Dans un contexte marqué par la rareté des ressources (suite au démantèlement tarifaire, baisse
des recettes de privatisation, réforme fiscale, etc.) et par l’accroissement des dépenses
(l’INDH, le RAMED, résorption des bidonvilles, et bien d’autres programmes s’insérant dans
la stratégie du développement économique et social), la modernisation et la rénovation des
procédures budgétaires constitue un véritable levier de la réforme de l’Etat.
Ladite réforme a nécessité la mise en œuvre de la Loi Organique de la Loi des Finances
(LOLF) et ce en adoptant une nouvelle approche pragmatique, progressive et participative,
qui vise le passage d’une gestion basée sur la consommation des crédits vers une logique axée
sur les résultats.

Mais qu’est ce que donc cette LOLF ? Et quels sont ses principaux apports qui peuvent mettre
terme à la fragilité persistante des finances publiques ? Autrement dit, cette réforme
apportera-t-elle des modifications opportunes au budget de l’Etat ?

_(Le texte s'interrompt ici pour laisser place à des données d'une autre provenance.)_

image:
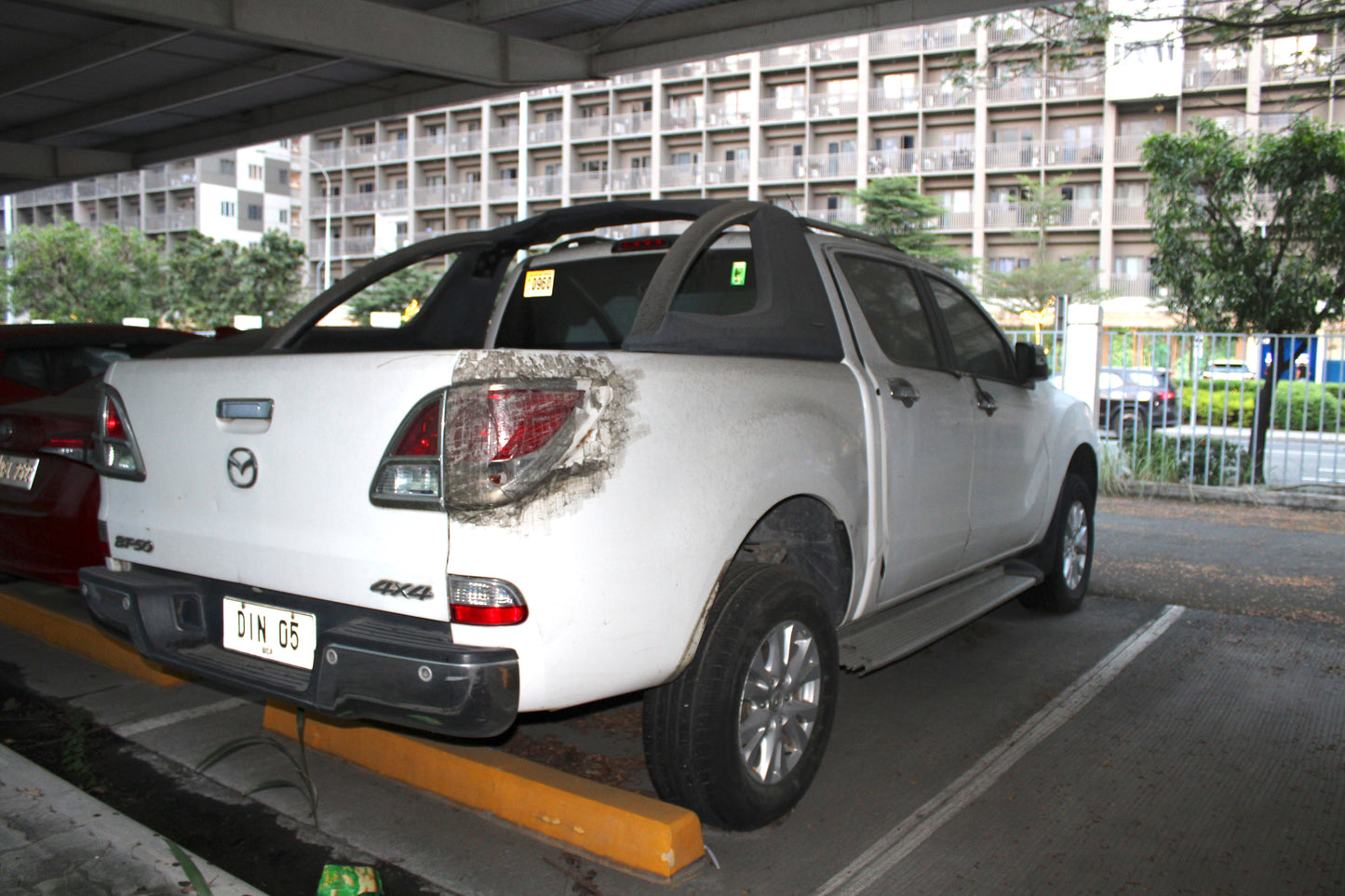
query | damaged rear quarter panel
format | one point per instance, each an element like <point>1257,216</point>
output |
<point>617,563</point>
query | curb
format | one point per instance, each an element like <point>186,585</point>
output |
<point>81,638</point>
<point>1232,495</point>
<point>73,832</point>
<point>637,832</point>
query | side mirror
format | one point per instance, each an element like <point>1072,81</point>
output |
<point>1030,362</point>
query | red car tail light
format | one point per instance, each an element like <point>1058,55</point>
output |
<point>114,449</point>
<point>482,446</point>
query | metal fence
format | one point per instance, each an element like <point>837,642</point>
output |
<point>1224,409</point>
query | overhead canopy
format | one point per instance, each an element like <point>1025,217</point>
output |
<point>91,87</point>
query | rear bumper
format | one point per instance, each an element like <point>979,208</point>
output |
<point>368,663</point>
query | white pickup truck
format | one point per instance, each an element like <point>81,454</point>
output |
<point>716,467</point>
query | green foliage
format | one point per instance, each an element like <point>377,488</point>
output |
<point>66,272</point>
<point>1045,279</point>
<point>896,210</point>
<point>1250,234</point>
<point>1202,461</point>
<point>210,281</point>
<point>396,292</point>
<point>1299,407</point>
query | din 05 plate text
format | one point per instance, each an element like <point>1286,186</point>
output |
<point>271,633</point>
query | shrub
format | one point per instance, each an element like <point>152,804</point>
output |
<point>1202,461</point>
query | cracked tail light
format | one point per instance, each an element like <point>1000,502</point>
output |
<point>114,449</point>
<point>484,602</point>
<point>482,446</point>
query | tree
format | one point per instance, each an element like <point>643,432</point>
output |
<point>896,210</point>
<point>399,292</point>
<point>1250,235</point>
<point>1045,279</point>
<point>210,281</point>
<point>1072,30</point>
<point>67,272</point>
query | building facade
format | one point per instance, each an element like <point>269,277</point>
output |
<point>235,195</point>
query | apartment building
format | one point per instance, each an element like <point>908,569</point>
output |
<point>233,195</point>
<point>803,126</point>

La Loi Organique de la Loi de Finances, comme son nom l’indique, est une loi
« organique » ; c’est-à-dire qu’elle est structurante et relative à l’organisation des pouvoirs.
Ceci implique qu’elle ait une valeur supérieure aux lois dites « ordinaires » (comme les lois
de finances annuelles).

De ce fait, on l’assimile souvent à une « constitution financière » dans la mesure où elle


établit avec clarté et précision les procédures d’adoption des lois de finances (préparation,
élaboration, vote et contrôle politique de la LF annuelle).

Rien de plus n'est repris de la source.